Wenn man sich den Protagonisten der ersten Genius-Staffel ansieht, gab es am Patentbeamten 3. Klasse Albert Einstein sehr gewöhnliche Seiten. Gab es an Picasso irgendetwas Durchschnittliches?

Ich glaube nicht, und falls doch, hab ich’s nicht entdeckt. Regeln jedenfalls haben für ihn auf keinem Feld gegolten.

Ging das bis in die alltäglichsten Verrichtungen hinein?

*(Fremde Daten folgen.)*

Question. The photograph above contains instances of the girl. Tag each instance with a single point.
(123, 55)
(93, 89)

Na ja, er hat gegessen, geschlafen, geliebt – aber selbst das irgendwie anders als in der breiten Masse üblich.

Sind diese Alltäglichkeiten dennoch so belegbar wie die Fakten des Films?

Nein. Weil er kein Transskript seines Lebens hinterlassen hat, mussten wir beim Alltag und so manchem Dialog häufig mutmaßen oder schlussfolgern. Trotzdem haben wir uns nichts bloß ausgedacht, sondern daraus hergeleitet, was von ihm oder über ihn veröffentlicht wurde. Unser Ansatz war daher zwar journalistisch, aber weil wir keine Dokumentation gemacht haben, sind Dramatisierungen im Rahmen der belegten Wirklichkeit absolut statthaft. Außerdem verlief sein Leben ohnehin so filmreif, dass man sich dafür nicht allzu viel ausdenken musste.

Alles andere wäre bei einem Verlag wie National Geographic wohl auch schwierig…

In der Tat. Aber selbst dort gibt es Spielräume für Interpretation. Und unser Bestreben war zu jeder Zeit aufrichtig. Wissenschaftlich angreifbar sind daher allenfalls die Auslassungen. Aber um solch eine Figur zu porträtieren, kann man unmöglich jeden Aspekt ihres Lebens darstellen. Insofern gibt es doch etwas, nun ja – Bürgerliches an Picasso: er hat jeden Tag gearbeitet. Ihm dabei zuzusehen, wie die Farbe seiner Werke trocknet, ist fürs Fernsehen vielleicht doch ein bisschen zu langweilig.

Was hat es denn gekostet, die aufregenderen Seiten Picassos in Szene zu setzen.

Darf ich nicht verraten, Sie kennen das ja… Aber was ich sagen kann: Jede Episode kostet weniger als die Hälfte von The Crown. Ich liebe diese Serie, aber glauben Sie mir: Wir machen aus sehr viel weniger sehr, sehr viel.

Macht es einen nicht dennoch neidisch, wenn man hört, was beispielsweise Star Trek: Discovery kostet?

Oh ja! Als ich kürzlich mit David Semel, dem Regisseur der Pilotfolge, zu Mittag war, hat er mir die Größenordnung genannt, und da war ich sogar sehr neidisch. Umso stolzer bin ich darauf, was wir aus unserem Budget gemacht haben: Qualitativ hochwertiges Fernsehen mit cineastischem Appeal und hohem production value.

Haben Sie im neuen Kino namens TV-Serie Vorbilder, die Ihnen den Weg dorthin gewiesen haben?

Mehrere, aber um nur eines zu nennen: Steven Bochco. Mit Hill Street Blues [dt. Polizeirevier Hill Street] hat er Anfang der Achtziger das Medium revolutioniert, weil die Figuren darin so unfassbar real waren und gleichzeitig unterhaltsam. Ohne ihn wäre womöglich auch Genius undenkbar.

Wen werden Sie darin als nächstes porträtieren?

Eine Frau.

Und welche?

Das verrate ich Ihnen nicht.

Wenigstens Beruf und Herkunft?

Wenn ich Ihnen das sage, wissen Sie bescheid!

Also ist es Maria Callas.

Stop! [lacht] Was ich sagen kann: Die Liste ist bereits so kurz, dass man es fast nicht mehr Liste nennen kann. Und es wird definitiv keine Wissenschaftlerin sein.

National Geographic zeigt "Genius: Picasso" ab heute immer donnerstags um 21 Uhr - zum Start mit einer Doppelfolge.